A. Neumaier said:
I will outline the steps taken by Bryce DeWitt in his book (as it is an old book, and I don't think many members will have it off hand!): "Dynamical theory of groups and fields" (starting on page 16). So note, this is not my argument, but I believe his argument should be presented.
He argues that the mathematical form for analyzing a single observable "D" for a coupling between a system and apparatus is the total action functional: ##S+S_A+gxD## Where S is the action for the system, ##S_A## is the action for the apparatus, and gxD where: g is the (adjustable) coupling constant, x is some convenient apparatus variable, and D is the observable.

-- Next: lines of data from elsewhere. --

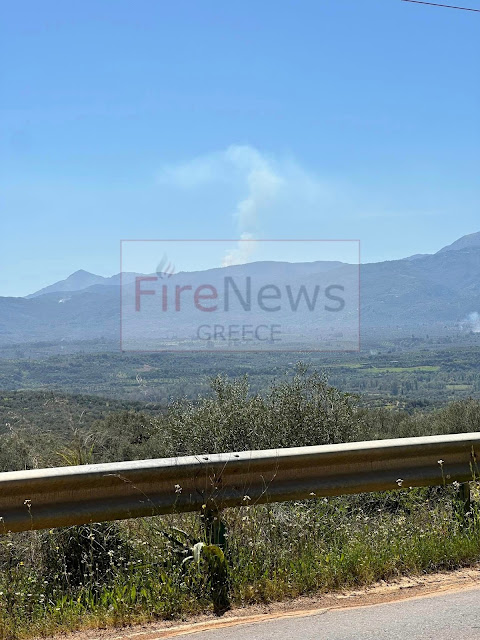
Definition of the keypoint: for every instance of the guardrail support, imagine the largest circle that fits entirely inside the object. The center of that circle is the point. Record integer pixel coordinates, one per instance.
(464, 498)
(214, 529)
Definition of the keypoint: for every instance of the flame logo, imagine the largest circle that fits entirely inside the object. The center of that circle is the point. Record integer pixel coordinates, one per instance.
(165, 269)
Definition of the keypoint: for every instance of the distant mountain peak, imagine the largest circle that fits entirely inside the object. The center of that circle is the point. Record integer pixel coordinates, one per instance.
(470, 241)
(76, 281)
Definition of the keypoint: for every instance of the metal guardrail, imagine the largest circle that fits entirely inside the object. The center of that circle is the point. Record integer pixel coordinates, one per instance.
(56, 497)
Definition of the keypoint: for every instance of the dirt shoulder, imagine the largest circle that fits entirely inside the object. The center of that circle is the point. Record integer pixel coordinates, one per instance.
(381, 592)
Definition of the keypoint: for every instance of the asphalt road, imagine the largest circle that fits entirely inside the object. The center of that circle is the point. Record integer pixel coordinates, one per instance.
(450, 616)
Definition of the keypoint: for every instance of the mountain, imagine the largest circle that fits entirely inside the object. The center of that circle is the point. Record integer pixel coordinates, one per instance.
(82, 280)
(472, 241)
(438, 290)
(75, 282)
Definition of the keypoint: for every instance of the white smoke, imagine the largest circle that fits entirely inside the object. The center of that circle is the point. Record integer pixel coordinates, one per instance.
(269, 186)
(263, 185)
(472, 322)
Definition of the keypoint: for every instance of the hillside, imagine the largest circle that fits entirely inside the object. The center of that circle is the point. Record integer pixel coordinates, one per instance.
(430, 290)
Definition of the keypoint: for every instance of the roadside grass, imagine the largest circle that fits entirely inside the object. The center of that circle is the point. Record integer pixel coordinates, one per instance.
(131, 572)
(148, 569)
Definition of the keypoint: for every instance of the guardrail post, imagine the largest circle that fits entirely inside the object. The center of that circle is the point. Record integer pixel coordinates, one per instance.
(464, 499)
(214, 529)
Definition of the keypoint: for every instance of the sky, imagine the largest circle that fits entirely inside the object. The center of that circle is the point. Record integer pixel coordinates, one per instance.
(194, 119)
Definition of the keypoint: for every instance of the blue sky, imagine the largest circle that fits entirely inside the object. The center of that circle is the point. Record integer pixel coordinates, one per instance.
(213, 119)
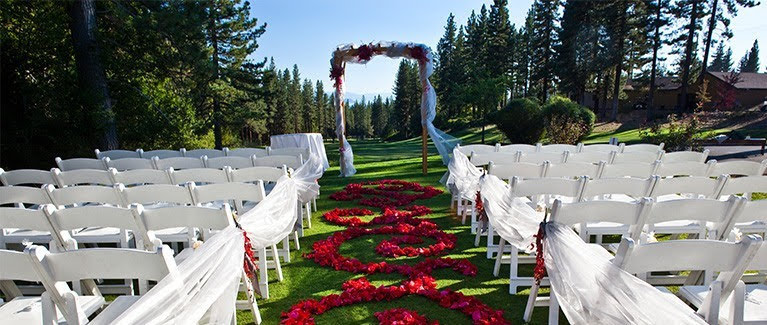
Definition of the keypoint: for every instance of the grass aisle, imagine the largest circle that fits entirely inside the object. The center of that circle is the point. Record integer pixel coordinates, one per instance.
(305, 279)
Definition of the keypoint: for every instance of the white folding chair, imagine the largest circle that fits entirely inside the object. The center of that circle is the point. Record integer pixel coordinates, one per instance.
(293, 162)
(513, 148)
(245, 152)
(635, 169)
(685, 168)
(198, 153)
(198, 176)
(29, 310)
(82, 177)
(683, 156)
(646, 147)
(601, 147)
(162, 153)
(129, 163)
(177, 163)
(96, 263)
(231, 161)
(730, 259)
(744, 186)
(117, 154)
(139, 177)
(34, 177)
(592, 157)
(558, 148)
(540, 157)
(80, 163)
(573, 169)
(740, 168)
(636, 156)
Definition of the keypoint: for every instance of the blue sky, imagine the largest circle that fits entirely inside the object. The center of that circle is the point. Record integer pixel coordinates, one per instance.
(305, 32)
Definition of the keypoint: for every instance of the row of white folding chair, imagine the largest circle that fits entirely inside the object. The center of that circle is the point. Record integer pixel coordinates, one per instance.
(292, 161)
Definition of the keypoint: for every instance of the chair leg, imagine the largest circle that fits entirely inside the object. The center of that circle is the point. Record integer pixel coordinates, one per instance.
(277, 265)
(498, 257)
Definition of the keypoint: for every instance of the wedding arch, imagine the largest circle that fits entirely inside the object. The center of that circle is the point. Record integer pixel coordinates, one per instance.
(351, 53)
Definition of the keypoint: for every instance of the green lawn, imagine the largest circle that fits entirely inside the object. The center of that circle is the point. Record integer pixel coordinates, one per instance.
(374, 160)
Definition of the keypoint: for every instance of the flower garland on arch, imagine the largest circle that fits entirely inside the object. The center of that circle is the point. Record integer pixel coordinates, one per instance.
(406, 228)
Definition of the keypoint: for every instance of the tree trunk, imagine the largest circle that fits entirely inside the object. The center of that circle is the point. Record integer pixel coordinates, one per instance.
(711, 25)
(688, 57)
(653, 71)
(619, 63)
(91, 78)
(212, 30)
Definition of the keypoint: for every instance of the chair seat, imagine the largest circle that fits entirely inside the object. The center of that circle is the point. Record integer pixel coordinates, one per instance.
(755, 307)
(17, 236)
(28, 310)
(115, 309)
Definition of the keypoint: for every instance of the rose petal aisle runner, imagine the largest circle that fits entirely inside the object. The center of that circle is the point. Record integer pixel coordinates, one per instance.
(399, 219)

The observable in this case is the spin which we will refer to as the "system", and the "apparatus" will be referred to as: the atom (ignoring spin here), the magnetic field, and a coordinate framework.
The atom is massive compared to the spin, so the dynamical motion of the system S can be considered constant. The apparatus functional will take the form: ##S_A = \int \frac{1}{2} m(\dot{x_2}^2 +\dot{x_3}^2)dt##
Here ##(x_2, x_3)## are the apparatus coordinates in the plane, and we save the ##x_3## axis for the direction of the magnetic field. m is the mass of the atom. He makes the assumption that the atom will move in this plane, so he will ignore ##x_1##.
He then argues that the coupling term that correlates spin and atomic motion has the form (##\hbar = 1)##:
##\int \mu D H dt ##
If left undistrubed, the atom (essentially the apparatus) will follow the trajectory ##x_2 = vt, x_3=0## which is a stationary trajectory for the action ##S_A## He then argues, once again, if the atom is massive, it won't change much from this trajectory.
He then makes some assumptions about the strength of the magnetic field, and approximates it to:
##H = \theta(x_2) \theta(L-x_2) x_3(\frac{\partial H}{\partial x_3})|_{x_3=0}## Where L is the length of pole pieces of the magnet, and the minimum time experiment is to be: ##0 < t < \frac{L}{v}##
and ##\theta## is some step function defined by: ##\theta(e) = \frac{1}{2}(1+\frac{e}{|e|})## which are defined by: 1 for e>0, ##\frac{1}{2}## for e = 0, and 0 for e<0.
With these approximations in mind, he argues that the coupling term will reduce to the form gxD where:
##x = \int \theta(x_2) \theta(L-x_2) x_3 dt##, ##g = \mu (\frac{\partial H}{\partial x_3})|_{x_3=0}##
Later on in the book, he talks about elementary vs complete measurements, and adds more rigor to this arguments in the SG experiment, but I would rather just refer to the book at that point as it is several pages to build it up properly.